One day, just as I was putting a child's last tiny tooth in place, I was asked to make a special trip to the conference room to deliver some autopsy findings. I walked into the conference room, my mind on the coffee break I was planning to take-and there on the screen was a freeze-frame image of a child who was strikingly similar to the one I had just been working on, a joyous little face, baring tiny teeth in a bright smile and waving “bye-bye” to the camera.
I was stunned. Tears welled up in my eyes, and my chest tightened. I looked away as quickly as I could, but it was too late. The image had burned itself into my retinas and suddenly my body was on its own recognizance, trembling and shaking in a way I didn't recognize.
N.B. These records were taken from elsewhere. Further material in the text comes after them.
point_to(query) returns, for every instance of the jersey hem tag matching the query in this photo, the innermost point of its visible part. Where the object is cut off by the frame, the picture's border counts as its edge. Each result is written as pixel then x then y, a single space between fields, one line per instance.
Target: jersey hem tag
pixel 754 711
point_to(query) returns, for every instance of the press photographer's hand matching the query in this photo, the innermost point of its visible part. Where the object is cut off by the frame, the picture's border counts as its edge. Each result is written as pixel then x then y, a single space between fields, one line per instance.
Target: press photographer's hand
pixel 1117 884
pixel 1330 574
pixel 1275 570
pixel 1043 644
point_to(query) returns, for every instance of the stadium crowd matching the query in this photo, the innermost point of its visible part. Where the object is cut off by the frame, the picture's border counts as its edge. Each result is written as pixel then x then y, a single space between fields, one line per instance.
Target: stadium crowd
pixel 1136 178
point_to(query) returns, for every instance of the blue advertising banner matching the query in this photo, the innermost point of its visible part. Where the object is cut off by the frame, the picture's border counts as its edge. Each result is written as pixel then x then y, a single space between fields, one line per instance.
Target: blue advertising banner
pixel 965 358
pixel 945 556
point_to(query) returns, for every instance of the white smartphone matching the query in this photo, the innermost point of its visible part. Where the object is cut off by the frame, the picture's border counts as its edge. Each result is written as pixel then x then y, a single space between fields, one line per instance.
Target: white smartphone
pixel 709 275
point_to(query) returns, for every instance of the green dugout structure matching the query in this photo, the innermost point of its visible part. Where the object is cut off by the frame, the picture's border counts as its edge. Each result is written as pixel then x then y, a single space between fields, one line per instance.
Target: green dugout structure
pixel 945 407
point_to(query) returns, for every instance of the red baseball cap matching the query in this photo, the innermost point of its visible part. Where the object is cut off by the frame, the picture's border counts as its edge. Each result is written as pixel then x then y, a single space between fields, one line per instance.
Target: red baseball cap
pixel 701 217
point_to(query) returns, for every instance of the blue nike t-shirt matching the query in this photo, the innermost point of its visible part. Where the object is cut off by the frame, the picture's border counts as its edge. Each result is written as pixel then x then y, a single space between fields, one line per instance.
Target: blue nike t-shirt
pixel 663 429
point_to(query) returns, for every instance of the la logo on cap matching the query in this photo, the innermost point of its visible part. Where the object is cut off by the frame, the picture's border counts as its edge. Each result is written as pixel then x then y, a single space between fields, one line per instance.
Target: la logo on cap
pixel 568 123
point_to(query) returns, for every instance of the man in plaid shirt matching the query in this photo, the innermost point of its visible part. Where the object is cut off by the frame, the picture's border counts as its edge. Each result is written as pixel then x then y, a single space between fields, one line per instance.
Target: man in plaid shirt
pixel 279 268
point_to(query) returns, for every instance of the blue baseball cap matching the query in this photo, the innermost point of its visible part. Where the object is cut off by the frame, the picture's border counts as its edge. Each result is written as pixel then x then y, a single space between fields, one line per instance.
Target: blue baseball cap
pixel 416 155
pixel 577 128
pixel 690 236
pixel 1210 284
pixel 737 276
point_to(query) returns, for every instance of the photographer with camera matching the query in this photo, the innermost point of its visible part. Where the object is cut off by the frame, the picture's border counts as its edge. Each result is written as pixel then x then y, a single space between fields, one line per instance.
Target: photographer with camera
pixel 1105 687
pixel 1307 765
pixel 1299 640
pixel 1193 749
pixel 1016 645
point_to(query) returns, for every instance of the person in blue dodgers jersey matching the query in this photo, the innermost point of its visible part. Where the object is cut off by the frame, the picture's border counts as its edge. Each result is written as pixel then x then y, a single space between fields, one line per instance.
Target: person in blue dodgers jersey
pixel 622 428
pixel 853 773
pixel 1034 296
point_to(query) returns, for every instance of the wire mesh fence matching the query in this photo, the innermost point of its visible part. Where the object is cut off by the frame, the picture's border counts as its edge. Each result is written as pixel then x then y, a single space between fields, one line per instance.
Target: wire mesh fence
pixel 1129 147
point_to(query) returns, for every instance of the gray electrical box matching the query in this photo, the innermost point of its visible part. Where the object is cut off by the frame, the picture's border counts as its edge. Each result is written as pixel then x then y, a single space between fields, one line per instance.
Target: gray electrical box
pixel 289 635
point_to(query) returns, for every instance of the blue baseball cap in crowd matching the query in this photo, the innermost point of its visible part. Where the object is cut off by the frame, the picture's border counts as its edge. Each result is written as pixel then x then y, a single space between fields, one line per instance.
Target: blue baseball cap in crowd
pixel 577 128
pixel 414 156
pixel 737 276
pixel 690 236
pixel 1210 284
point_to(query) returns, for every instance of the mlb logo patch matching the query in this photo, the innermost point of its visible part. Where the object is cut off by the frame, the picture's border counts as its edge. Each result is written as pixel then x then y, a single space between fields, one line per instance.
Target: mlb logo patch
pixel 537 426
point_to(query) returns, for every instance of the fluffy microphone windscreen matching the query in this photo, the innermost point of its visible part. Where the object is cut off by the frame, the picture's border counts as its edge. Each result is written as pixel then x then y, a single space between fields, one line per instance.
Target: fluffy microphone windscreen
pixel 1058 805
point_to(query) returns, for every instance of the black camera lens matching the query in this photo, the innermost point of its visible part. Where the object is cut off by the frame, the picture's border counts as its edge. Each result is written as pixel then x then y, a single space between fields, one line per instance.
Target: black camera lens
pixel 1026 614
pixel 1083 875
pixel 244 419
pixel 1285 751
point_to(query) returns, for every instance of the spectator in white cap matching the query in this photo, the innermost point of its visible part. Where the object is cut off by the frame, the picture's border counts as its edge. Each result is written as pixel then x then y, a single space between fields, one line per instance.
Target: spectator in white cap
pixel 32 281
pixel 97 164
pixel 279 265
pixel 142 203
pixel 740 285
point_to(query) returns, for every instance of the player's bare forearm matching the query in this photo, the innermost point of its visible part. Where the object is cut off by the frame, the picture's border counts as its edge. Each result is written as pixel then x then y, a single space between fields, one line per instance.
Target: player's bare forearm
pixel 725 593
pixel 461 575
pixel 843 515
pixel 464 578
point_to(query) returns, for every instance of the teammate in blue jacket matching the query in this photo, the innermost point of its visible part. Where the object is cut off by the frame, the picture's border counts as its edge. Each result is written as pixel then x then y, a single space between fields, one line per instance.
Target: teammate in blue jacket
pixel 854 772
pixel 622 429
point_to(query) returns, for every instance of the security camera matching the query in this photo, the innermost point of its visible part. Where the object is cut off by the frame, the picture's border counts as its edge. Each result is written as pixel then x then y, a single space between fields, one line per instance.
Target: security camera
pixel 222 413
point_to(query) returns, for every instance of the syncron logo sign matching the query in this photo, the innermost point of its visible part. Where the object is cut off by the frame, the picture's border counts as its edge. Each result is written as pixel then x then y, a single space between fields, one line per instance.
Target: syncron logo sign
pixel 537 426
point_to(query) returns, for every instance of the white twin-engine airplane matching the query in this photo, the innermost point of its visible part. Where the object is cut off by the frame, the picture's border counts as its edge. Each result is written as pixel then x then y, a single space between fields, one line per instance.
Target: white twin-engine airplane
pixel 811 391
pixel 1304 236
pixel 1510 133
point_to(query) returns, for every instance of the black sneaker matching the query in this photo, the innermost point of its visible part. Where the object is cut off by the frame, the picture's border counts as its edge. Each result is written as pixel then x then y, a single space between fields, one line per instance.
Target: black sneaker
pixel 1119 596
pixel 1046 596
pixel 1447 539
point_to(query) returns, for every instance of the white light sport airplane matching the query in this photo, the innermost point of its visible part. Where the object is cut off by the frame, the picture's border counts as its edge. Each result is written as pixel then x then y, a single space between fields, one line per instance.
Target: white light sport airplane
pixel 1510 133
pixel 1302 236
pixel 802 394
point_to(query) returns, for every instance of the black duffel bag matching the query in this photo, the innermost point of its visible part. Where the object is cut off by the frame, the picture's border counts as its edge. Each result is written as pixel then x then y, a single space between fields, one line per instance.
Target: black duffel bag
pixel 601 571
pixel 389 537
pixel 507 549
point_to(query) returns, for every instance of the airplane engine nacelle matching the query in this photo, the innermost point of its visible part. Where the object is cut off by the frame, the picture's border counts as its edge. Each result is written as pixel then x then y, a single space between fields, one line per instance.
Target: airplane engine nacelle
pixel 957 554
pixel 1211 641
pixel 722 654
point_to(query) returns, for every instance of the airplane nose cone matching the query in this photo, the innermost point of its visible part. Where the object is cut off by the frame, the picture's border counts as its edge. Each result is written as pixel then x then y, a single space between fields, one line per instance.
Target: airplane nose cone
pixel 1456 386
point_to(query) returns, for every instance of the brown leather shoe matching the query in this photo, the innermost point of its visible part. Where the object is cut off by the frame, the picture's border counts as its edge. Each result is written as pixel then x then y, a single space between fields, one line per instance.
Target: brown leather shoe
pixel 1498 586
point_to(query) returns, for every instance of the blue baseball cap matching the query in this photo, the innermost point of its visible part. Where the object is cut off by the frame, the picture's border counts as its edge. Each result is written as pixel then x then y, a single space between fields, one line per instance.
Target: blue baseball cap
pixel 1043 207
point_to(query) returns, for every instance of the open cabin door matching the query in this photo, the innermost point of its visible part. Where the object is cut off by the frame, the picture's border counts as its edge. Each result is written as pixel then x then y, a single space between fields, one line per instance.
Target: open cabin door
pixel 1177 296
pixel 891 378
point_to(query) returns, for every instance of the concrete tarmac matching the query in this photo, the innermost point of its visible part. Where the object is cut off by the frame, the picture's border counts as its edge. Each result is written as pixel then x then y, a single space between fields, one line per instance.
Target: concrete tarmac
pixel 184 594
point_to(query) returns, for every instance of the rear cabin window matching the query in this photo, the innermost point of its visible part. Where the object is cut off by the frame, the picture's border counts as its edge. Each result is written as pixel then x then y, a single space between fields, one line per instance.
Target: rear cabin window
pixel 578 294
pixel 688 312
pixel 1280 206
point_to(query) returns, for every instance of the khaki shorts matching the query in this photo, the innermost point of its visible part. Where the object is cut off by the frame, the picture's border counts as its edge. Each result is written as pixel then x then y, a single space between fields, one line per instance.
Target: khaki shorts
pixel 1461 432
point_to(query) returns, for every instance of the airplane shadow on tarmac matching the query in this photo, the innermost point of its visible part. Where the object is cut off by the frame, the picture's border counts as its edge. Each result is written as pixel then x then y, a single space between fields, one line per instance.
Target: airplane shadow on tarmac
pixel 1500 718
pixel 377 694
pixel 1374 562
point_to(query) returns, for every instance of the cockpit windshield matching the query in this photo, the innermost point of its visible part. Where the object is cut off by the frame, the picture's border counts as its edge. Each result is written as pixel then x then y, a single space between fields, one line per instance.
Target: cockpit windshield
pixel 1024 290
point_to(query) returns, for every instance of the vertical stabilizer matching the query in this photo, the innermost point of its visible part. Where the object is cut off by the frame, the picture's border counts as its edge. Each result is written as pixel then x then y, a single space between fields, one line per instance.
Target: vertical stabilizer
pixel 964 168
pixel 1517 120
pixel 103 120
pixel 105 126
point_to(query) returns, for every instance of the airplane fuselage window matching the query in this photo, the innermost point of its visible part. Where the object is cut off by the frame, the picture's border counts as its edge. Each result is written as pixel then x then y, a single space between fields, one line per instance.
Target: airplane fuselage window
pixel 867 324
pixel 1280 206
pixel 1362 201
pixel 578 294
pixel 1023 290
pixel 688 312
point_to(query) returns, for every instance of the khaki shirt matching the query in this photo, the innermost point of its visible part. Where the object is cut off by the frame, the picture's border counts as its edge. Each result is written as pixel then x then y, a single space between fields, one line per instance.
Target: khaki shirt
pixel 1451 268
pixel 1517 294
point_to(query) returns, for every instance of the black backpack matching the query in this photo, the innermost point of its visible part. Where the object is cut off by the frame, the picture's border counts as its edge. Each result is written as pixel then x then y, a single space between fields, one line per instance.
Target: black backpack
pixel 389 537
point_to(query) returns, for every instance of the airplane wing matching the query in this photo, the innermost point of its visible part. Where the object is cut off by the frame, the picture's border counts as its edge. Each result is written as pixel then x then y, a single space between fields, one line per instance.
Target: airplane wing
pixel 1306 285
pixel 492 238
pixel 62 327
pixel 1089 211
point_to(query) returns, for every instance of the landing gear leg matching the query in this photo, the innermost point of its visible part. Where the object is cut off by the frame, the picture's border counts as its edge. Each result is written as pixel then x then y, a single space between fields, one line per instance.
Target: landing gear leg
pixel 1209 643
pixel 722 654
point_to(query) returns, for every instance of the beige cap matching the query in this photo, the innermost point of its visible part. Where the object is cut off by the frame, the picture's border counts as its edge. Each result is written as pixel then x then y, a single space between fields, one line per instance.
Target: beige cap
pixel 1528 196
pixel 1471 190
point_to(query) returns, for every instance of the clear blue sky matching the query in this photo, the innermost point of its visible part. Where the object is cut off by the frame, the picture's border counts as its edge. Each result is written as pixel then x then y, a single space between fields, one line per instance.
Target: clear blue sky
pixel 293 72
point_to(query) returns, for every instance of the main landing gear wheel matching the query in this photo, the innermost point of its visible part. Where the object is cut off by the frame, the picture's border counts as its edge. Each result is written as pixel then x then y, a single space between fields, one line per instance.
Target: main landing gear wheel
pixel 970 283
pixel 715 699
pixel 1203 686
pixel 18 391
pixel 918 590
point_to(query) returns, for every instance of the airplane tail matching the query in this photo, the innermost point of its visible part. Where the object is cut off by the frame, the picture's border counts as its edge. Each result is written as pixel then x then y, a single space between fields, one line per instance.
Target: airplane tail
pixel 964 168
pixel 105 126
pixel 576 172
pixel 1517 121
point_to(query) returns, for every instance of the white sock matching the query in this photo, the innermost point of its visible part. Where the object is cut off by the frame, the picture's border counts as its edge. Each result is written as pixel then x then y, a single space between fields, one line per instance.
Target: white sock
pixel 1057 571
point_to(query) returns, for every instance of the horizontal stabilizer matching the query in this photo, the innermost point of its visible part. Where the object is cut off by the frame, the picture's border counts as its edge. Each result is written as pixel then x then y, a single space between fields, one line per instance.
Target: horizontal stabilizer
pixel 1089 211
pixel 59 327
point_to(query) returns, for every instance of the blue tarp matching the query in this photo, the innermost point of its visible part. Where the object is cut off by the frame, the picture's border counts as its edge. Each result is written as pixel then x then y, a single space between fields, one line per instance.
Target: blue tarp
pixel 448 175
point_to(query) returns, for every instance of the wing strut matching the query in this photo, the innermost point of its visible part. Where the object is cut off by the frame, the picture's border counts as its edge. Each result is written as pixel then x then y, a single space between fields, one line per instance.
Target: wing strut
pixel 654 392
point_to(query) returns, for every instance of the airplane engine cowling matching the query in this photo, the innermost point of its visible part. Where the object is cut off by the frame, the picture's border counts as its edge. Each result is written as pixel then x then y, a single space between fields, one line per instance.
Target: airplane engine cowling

I had to escape. I must have turned pale. I couldn't seem to move. Then, out of nowhere, a strong hand took hold of my elbow, and before I knew it I was in the inner sanctum of Dr. Peerwani's private office, as dazed as if I were lost in a sleepwalker's trance. When I finally became aware of my surroundings again, I discovered that I was sobbing uncontrollably in the arms of Harold Elliott, the strong and gentle police chaplain who was also my host.
Harold let me cry for what must have been about five minutes. Then he gently led me away-out of Dr. Peerwani's office, away from the morgue, the conference room, the videotape, away from the unforgettable image of that happy, smiling child whose little hand was still waving bye-bye in my mind.
“It's all right,” Harold said softly as he ushered me into the front seat of his car. “Just let the feelings come.”
I shook my head. How could I ever do my job with feelings like these?
Harold drove me to a nearby botanical garden, where for the first time in days I saw the midday sun and heard birds singing. When I was ready, I started to talk, and Harold listened. He was very good at listening.
“I just feel so helpless,” I found myself saying. I hadn't known I felt this way-but then, I hadn't known I was ready to burst into tears, either. “All those people-all those children. Led like lambs to the slaughter, by people they trusted. And there's nothing I can do for them. It's too late.”
“I know,” Harold said quietly. “All you can do is what you're doing. But that doesn't mean it isn't hard.”
Harold had spent most of his career as a chaplain for the Arlington Police Department. He was used to helping strong men deal with the despair and helplessness that seem to erupt routinely in situations where death and human destruction are served up on a daily basis. He knew that if I was to spend my life dealing with the dead, I had to learn to protect myself from the dead.
“You're no different from anyone else,” he assured me. “If you didn't feel this way once in a while, you'd be a machine.”
“But they all saw me,” I said, mortified now by my loss of control in front of my colleagues. “What will they think?”
Harold shrugged. “They've all been there. The ones who have learned to deal with it will think exactly what I do-that you can't do this work without falling apart once in a while. The test comes in what you do next.”
We sat for a while longer in the peaceful garden, the bright sun glinting off the shiny green grass at my feet. I realized how long it had been since I had seen any other light than the harsh white fluorescent bulbs in the morgue. How long it had been since I had smelled anything other than burnt bones and rotting flesh and smoke. I took a deep breath.